Publication year - 2008
Publication title -
proteomics
Language(s) - English
Resource type - Journals
SCImago Journal Rank - 1.26
H-Index - 167
eISSN - 1615-9861
pISSN - 1615-9853
DOI - 10.1002/pmic.200800495
Subject(s) - tissue microarray , mass spectrometry imaging , pathology , maldi imaging , h&e stain , proteomics , mass spectrometry , adenocarcinoma , cancer , medicine , biology , computational biology , immunohistochemistry , chemistry , matrix assisted laser desorption/ionization , chromatography , gene , biochemistry , organic chemistry , adsorption , desorption
A novel method for high‐throughput proteomic analysis of formalin‐fixed paraffin‐embedded (FFPE) tissue microarrays (TMA) is described using on‐tissue tryptic digestion followed by MALDI imaging MS. A TMA section containing 112 needle core biopsies from lung‐tumor patients was analyzed using MS and the data were correlated to a serial hematoxylin and eosin (H&E)‐stained section having various histological regions marked, including cancer, non‐cancer, and normal ones.

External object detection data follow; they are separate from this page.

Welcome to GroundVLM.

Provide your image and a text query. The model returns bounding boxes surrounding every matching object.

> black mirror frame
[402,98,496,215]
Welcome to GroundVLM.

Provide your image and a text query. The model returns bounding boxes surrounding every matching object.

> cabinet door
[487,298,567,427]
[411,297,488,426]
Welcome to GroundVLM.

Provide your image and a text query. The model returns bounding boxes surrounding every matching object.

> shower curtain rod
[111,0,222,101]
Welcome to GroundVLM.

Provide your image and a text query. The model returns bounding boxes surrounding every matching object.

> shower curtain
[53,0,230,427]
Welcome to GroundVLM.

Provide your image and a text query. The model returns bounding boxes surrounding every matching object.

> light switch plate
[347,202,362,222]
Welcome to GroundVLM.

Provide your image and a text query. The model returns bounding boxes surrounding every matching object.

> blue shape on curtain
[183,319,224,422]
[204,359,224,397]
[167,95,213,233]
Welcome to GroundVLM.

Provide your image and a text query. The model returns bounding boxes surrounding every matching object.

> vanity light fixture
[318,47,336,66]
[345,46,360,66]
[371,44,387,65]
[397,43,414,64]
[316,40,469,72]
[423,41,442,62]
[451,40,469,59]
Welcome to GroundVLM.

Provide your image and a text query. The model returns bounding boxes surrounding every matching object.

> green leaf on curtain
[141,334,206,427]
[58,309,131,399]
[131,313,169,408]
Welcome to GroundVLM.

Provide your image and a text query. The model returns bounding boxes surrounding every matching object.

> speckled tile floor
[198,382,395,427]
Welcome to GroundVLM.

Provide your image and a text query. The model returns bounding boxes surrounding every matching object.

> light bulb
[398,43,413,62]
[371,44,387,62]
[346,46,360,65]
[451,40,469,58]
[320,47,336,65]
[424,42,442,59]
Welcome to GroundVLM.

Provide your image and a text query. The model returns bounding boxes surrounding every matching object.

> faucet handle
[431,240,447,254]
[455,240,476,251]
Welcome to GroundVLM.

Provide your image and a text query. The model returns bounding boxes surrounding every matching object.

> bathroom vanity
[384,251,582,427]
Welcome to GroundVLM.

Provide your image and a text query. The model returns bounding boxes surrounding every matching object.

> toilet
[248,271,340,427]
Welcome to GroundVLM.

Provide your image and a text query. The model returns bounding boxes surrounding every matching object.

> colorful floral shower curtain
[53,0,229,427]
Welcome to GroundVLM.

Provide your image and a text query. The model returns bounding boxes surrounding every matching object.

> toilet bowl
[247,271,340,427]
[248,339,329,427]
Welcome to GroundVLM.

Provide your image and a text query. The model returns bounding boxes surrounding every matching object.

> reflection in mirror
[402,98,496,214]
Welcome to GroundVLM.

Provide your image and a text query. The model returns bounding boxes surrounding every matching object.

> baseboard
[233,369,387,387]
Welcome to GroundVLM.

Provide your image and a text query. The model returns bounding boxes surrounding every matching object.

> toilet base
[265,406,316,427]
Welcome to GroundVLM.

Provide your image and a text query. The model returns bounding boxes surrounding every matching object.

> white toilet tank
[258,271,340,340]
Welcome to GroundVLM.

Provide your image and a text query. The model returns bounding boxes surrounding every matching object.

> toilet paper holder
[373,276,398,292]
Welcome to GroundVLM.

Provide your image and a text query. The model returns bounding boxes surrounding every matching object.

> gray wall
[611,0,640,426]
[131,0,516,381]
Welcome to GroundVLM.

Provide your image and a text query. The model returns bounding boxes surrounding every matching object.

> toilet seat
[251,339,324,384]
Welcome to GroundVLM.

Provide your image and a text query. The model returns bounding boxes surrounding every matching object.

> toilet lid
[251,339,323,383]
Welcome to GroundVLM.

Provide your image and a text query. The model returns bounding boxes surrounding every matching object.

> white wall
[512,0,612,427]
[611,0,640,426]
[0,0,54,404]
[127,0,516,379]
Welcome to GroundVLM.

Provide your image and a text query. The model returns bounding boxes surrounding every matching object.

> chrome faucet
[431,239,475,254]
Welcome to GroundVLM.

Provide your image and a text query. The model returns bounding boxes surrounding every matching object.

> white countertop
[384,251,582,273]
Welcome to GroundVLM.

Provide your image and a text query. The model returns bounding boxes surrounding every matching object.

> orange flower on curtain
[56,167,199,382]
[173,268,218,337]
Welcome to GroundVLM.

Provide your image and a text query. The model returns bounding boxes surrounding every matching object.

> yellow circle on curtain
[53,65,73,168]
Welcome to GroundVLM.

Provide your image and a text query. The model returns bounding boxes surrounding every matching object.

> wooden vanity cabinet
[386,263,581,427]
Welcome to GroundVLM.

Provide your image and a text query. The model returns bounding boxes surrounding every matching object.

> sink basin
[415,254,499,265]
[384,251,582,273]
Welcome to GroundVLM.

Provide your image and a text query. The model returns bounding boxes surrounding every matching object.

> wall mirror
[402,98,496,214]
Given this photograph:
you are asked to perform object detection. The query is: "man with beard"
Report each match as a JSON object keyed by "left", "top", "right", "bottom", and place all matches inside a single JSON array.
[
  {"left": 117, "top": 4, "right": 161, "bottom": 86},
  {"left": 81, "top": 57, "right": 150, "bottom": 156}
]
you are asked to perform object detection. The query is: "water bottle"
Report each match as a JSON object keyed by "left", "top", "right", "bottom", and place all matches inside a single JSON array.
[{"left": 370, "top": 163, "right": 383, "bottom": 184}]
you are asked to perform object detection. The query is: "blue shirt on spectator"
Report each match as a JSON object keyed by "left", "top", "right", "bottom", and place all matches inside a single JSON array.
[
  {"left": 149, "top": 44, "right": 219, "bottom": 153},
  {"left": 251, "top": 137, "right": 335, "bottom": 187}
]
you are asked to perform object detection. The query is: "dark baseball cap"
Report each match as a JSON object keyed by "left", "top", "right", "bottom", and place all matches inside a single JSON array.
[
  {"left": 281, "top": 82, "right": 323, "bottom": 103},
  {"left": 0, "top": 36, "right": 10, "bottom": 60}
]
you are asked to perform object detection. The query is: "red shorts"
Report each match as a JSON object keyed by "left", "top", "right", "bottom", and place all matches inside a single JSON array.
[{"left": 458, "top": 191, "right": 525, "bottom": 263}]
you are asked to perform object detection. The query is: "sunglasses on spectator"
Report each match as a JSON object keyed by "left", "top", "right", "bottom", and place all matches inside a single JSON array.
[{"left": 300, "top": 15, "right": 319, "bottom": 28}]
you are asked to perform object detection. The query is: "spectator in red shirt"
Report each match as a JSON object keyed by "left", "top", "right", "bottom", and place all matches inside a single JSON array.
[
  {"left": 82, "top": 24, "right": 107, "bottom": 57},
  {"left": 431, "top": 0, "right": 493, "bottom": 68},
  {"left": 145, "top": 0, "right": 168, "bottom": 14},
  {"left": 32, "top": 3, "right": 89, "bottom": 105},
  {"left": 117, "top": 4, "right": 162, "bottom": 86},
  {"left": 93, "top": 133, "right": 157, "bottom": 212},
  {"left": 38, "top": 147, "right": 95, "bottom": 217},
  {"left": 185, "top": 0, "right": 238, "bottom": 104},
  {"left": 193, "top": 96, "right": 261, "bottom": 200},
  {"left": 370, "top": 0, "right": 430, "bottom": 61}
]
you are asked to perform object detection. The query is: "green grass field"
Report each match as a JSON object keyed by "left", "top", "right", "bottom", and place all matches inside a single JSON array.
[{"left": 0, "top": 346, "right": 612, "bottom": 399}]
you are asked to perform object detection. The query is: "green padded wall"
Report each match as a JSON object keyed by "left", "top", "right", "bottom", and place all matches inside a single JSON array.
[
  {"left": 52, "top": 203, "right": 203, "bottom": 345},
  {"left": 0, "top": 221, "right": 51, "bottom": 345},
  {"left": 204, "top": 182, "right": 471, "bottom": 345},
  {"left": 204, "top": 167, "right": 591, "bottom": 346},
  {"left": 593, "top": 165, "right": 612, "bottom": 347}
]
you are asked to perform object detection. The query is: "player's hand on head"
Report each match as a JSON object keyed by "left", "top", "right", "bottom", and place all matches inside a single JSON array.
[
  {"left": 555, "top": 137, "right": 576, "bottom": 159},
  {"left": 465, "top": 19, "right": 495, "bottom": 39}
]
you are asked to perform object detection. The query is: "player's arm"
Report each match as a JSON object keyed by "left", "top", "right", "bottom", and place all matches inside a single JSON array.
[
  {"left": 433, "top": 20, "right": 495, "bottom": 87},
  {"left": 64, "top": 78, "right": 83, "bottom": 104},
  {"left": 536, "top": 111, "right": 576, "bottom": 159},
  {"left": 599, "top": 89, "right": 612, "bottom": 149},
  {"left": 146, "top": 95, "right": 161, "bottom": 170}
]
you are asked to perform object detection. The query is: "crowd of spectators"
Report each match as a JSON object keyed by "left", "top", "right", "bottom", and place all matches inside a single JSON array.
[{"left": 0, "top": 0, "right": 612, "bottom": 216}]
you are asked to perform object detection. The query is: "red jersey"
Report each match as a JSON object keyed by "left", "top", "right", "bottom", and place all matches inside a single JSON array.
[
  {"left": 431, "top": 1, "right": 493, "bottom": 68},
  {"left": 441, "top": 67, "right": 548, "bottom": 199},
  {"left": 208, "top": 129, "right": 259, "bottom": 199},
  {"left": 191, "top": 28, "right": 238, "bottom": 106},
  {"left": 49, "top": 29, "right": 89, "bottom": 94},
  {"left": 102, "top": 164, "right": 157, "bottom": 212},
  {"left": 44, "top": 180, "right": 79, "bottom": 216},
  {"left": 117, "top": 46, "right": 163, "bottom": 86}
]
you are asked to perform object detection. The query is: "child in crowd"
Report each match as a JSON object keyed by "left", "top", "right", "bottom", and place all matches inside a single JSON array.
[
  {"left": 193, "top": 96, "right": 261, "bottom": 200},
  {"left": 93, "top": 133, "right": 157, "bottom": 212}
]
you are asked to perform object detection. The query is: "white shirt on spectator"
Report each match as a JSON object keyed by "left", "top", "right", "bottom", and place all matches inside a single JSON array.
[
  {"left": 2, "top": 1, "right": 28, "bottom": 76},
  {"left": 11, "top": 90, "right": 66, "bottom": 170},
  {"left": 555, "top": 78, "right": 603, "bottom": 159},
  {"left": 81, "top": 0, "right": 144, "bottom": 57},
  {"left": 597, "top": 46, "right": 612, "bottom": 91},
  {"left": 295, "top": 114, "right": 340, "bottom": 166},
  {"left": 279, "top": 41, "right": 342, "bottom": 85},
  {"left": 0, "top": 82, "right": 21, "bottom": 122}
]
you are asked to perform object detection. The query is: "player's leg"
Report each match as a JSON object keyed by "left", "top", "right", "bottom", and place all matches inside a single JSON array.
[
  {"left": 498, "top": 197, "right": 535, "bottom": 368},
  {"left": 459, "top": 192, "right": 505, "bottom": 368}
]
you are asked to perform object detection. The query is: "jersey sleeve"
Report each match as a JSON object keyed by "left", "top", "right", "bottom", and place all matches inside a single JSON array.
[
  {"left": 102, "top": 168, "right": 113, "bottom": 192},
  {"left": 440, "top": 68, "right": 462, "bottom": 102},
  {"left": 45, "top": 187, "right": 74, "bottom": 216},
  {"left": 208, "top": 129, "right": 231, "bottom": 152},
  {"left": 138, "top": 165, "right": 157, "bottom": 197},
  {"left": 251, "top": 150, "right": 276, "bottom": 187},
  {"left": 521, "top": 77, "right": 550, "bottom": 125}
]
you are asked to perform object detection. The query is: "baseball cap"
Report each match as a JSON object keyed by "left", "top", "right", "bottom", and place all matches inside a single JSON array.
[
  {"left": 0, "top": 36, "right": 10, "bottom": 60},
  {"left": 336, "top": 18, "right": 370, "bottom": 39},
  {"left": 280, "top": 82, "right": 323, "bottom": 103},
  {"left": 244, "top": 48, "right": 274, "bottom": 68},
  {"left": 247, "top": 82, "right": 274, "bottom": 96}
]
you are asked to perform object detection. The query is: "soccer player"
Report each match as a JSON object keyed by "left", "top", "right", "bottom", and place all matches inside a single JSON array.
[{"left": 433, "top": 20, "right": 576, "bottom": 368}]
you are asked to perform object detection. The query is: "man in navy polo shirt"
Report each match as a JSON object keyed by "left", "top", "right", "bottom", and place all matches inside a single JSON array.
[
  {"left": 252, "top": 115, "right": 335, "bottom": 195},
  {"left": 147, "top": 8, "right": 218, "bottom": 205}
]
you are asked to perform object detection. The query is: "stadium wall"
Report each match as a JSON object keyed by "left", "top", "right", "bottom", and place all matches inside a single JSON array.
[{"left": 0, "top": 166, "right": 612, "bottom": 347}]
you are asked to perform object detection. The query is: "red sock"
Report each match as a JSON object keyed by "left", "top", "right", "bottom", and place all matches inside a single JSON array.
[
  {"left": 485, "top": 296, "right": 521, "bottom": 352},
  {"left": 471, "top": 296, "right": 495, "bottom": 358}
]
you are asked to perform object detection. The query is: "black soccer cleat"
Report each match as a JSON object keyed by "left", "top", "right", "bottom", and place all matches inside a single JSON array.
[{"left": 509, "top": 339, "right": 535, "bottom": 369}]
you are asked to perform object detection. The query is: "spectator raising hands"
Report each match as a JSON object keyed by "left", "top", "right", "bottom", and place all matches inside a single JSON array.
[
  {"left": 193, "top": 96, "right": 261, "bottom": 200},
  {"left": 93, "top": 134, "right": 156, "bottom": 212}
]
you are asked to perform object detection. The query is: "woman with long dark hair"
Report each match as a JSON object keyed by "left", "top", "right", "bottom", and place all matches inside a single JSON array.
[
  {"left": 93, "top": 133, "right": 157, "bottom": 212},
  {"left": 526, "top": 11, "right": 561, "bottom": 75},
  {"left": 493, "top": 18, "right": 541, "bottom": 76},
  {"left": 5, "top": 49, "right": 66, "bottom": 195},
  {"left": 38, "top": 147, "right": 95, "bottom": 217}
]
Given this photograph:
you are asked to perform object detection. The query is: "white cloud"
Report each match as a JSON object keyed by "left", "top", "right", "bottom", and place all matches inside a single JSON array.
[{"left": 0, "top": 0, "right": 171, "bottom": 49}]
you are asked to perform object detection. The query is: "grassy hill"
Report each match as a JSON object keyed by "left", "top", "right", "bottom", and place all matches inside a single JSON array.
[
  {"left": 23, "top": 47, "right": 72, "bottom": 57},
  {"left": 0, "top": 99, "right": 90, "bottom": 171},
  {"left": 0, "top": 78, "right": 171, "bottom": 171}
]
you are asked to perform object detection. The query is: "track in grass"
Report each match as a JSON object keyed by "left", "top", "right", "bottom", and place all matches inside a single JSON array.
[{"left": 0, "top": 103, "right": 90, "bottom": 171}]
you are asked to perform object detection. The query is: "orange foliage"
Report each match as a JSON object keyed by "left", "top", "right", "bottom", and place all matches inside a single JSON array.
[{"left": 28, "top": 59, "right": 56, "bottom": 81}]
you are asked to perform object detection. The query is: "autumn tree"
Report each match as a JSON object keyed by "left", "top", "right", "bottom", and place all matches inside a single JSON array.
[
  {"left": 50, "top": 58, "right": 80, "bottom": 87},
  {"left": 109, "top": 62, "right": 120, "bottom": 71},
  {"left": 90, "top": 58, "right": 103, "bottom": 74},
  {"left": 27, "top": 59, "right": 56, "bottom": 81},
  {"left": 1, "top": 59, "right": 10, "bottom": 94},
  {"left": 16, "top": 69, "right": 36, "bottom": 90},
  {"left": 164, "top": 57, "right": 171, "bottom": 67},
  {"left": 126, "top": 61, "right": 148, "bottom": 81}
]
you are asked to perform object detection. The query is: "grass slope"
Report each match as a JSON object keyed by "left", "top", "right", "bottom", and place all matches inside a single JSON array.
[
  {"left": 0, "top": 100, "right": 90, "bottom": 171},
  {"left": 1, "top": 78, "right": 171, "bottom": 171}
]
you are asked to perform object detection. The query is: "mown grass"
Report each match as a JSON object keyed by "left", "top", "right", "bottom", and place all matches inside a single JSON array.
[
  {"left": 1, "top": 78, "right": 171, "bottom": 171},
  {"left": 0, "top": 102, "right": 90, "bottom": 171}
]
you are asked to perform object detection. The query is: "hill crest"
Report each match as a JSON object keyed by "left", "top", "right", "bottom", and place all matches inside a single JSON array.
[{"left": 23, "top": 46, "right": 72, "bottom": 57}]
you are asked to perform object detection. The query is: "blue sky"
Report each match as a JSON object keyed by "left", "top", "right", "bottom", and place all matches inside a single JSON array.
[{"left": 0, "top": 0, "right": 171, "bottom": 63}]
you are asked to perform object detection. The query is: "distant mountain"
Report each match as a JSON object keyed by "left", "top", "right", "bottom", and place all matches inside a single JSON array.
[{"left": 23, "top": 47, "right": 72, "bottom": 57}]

By correlating each mass spectrum to a defined histological region, statistical classification models were generated that can sufficiently distinguish biopsies from adenocarcinoma from squamous cell carcinoma biopsies. These classification models were built using a training set of biopsies in the TMA and were then validated on the remaining biopsies. Peptide markers of interest were identified directly from the TMA section using MALDI MS/MS sequence analysis. The ability to detect and characterize tumor marker proteins for a large cohort of FFPE samples in a high‐throughput approach will be of significant benefit not only to investigators studying tumor biology, but also to clinicians for diagnostic and prognostic purposes.